Don McCullin also took photographs of Maryon Park in London which were used in Michelangelo Antonioni’s film Blowup. Also in 1968, on 28 July, he was invited to photograph the Beatles, then at the height of their fame and in the midst of recording The White Album. These sessions, made at several London locations, have become known as The Mad Day Out. They contain many well-known images of the band, including the gatefold sleeve picture from the Red and Blue compilations, where the Beatles mingled with the crowd seen through railings. The photographs from this day were published in the 2010 book A Day in the Life of the Beatles.

1 Youths vs British Troops at the height of the Troubles © Don McCullin, Belfast 1971 | 2 Early morning, West Hartlepool © Don McCullin, England 1963 | 3 A Turkish wife learns of her husband’s death © Don McCullin Cyprus, 1964 | Image Source Internet

From the early 1980s increasingly he focused his foreign adventures on more peaceful matters. He traveled extensively through Indonesia, India, and Africa returning with powerful essays on places and people. He also has been chronicling the English countryside – in particular the landscapes of Somerset – and creating meticulously constructed still lifes all to great acclaim. “I had long been uncomfortable with my label of war photographer, which suggested an almost exclusive interest in the suffering of other people. I knew I was capable of another voice”, Don had said.  However, many had criticized that his landscapes too looks like war. “I am a photographer, not an artist, and I don’t make art” he repeatedly iterates. Don continues to be attracted to photograph war. In October 2015, Don traveled to Kurdistan in northern Iraq to photograph the Kurds’ three-way struggle with ISIS, Syria, and Turkey.

Angelina Jolie has been developing her career as an anti-war filmmaker and a bio-pic about Don McCullin will be a deal-breaker. To be titled Unreasonable Behavior after McCullin’s autobiography, the film will be centered around his coverage of international conflicts. Actor Tom Hardy will portray the role. BAFTA-nominated screenwriter Gregory Burke (’71) wrote the Unreasonable Behaviour script, with additional production being handled by Tim Bevan and Eric Fellner (Darkest Hour). McCullin will be actively involved in its production as the executive producer. Unreasonable Behaviour marks Jolie’s fifth scripted feature as a director, following In the Land of Blood and Honey (2011), By the Sea (2015), First They Killed My Father (2017), and 2014 blockbuster Unbroken, which went on to receive three Oscar nods atop of grossing $115 million at the domestic box office.

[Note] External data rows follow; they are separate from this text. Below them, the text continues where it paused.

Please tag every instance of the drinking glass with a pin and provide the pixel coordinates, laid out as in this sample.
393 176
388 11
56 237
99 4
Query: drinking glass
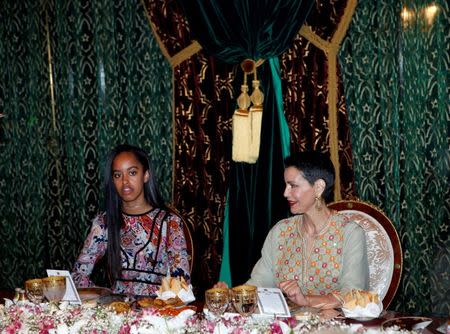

In the political systems, as they exist, we have no legal opportunity to effectively influencing the conduct of wars waged in our name. To realize this and to act accordingly is the only effective way of responding to what the photograph shows. Yet the double violence of the photographed moment actually works against this realization.

– John Berger

Don McCullin and his works have received quite a lot of criticism as well. English art critic John Berger had pointedly asked, “What effects do such (photographs of agony) have?.” In recent years, the world of Photo-Journalism has received a lot of criticism, especially about the ethics of representation. There are a certain demand and fame that comes with haunting images of war and poverty. It is as if, the more violent and sensational an image is, the more it is viewed and circulated – and even though it has raised awareness about what’s happening around the world – photographs of war have made only a little difference. The photographers themselves are not devoid of such concerns. Once Don McCullin commented, “Looking back, it served no purpose, my life. I doubt whether I have made any difference. It is as if I am preaching to the converted.”

Commerce apart, hopefully, Angeline Jolie’s biopic about Don McCullin, his life, contributions, challenges, and dilemmas provokes some dialogues, not only about the horrors of war, but also the ethics of war photography. The release date of the film is yet to be announced.